I più, tra di loro, hanno optato per l'esodo in Italia, la “madrepatria adorata”.
Relegati all'inizio nei campi profughi, i ghetti a loro riservati dallo Stato italiano. Per poi trovare una nuova casa, un nuovo lavoro e costruire da zero un nuovo futuro.
Inserendosi e integrandosi nei loro nuovi contesti di vita, e mantenendosi in rete in Italia e nel mondo - molto prima dell'avvento di internet - con i loro giornali, i loro raduni e le loro associazioni.
Una “seconda vita” ricostruita in dignitoso silenzio, ma senza mai rinunciare all'identità delle proprie origini. E' stato forse questo il sentimento che ha dato loro la forza di andare avanti in un Paese che li ha sempre esclusi dai libri di Storia e che non li mai completamente compresi e assimilati.
Con una crosta di sopportazione costruita - come le gocce delle stalattiti - dalle piccole diffidenze ed ignoranze della vita di tutti i giorni.
Qualche mese prima di morire, mio padre, fiumano - visitato al Pronto Soccorso e poi in Geriatria all'Ospedale di Bassano - è stato trattato come un extracomunitario dai due medici di turno. Non aveva documenti in tasca, ma aveva fornito le sue generalità, con il suo nome e cognome con la “ich” finale. Un'infermiera mi ha chiesto “se aveva per caso il permesso di soggiorno”.

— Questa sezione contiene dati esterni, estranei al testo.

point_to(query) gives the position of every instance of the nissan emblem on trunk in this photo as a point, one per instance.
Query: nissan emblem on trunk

Mia zia - che a Fiume fu picchiata dai titini, e il cui datore di lavoro venne infoibato - ha sempre vissuto il distacco dalla sua terra soffrendo in silenzio. Esule a Roma, non ha mai più voluto tornare nei bellissimi posti della sua gioventù, affacciati sul Golfo del Quarnaro, diventati nel frattempo frequentata meta delle vacanze degli italiani.

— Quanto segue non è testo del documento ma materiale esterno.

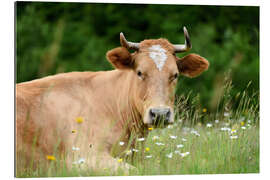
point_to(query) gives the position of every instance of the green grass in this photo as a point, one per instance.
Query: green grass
(211, 149)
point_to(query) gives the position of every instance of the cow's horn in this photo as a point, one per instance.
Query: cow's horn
(127, 44)
(183, 47)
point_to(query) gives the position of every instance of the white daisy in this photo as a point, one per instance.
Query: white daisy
(184, 154)
(159, 144)
(173, 137)
(140, 139)
(209, 125)
(134, 150)
(155, 137)
(169, 155)
(75, 148)
(121, 143)
(179, 146)
(177, 152)
(195, 132)
(233, 137)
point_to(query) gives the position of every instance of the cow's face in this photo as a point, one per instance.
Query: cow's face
(155, 69)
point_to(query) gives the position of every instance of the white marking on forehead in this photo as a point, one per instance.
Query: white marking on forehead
(158, 55)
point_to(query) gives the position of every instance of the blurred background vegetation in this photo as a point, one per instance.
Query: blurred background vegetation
(62, 37)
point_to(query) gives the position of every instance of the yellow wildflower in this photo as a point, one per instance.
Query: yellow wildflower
(79, 120)
(73, 131)
(233, 131)
(50, 157)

E' morta con i documenti italiani che indicavano “nata in Serbia-Montenegro”, nuova denominazione della Jugoslavia dopo la guerra nei Balcani e dove lei non aveva mai messo piede.
Due piccoli esempi di cosa ancora significa, dopo tanto tempo, essere esule nell'Italia di oggi.

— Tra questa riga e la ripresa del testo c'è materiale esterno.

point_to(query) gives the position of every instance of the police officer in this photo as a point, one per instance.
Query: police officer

Nonostante tutto, io ho voltato pagina. Diversamente da altri miei coetanei, esuli di seconda generazione, che non sanno rimarginare, nei confronti della Storia, una ferita ancora aperta e sanguinosa. Ringrazio per questo mio padre e mia madre, esuli da Fiume, che mi hanno cresciuto - malgrado la loro gioventù strappata - senza mai instillarmi il sentimento dell'odio nei confronti degli slavi.
Lì, nella ex Jugoslavia, ho trovato perfino l'amore: mia moglie è croata. I miei genitori sono nati a Fiume, uno dei miei figli è nato a Rijeka. Ma è la stessa città.
In un certo senso ho chiuso il cerchio. Ma la questione degli esuli, in realtà, è una figura geometrica molto più complessa da capire e da studiare.
E non basta la formalità di un “Giorno del Ricordo” per far espiare all'Italia le sue mancanze, che per molti esuli l'hanno trasformata da una madre adorata a una matrigna ingrata.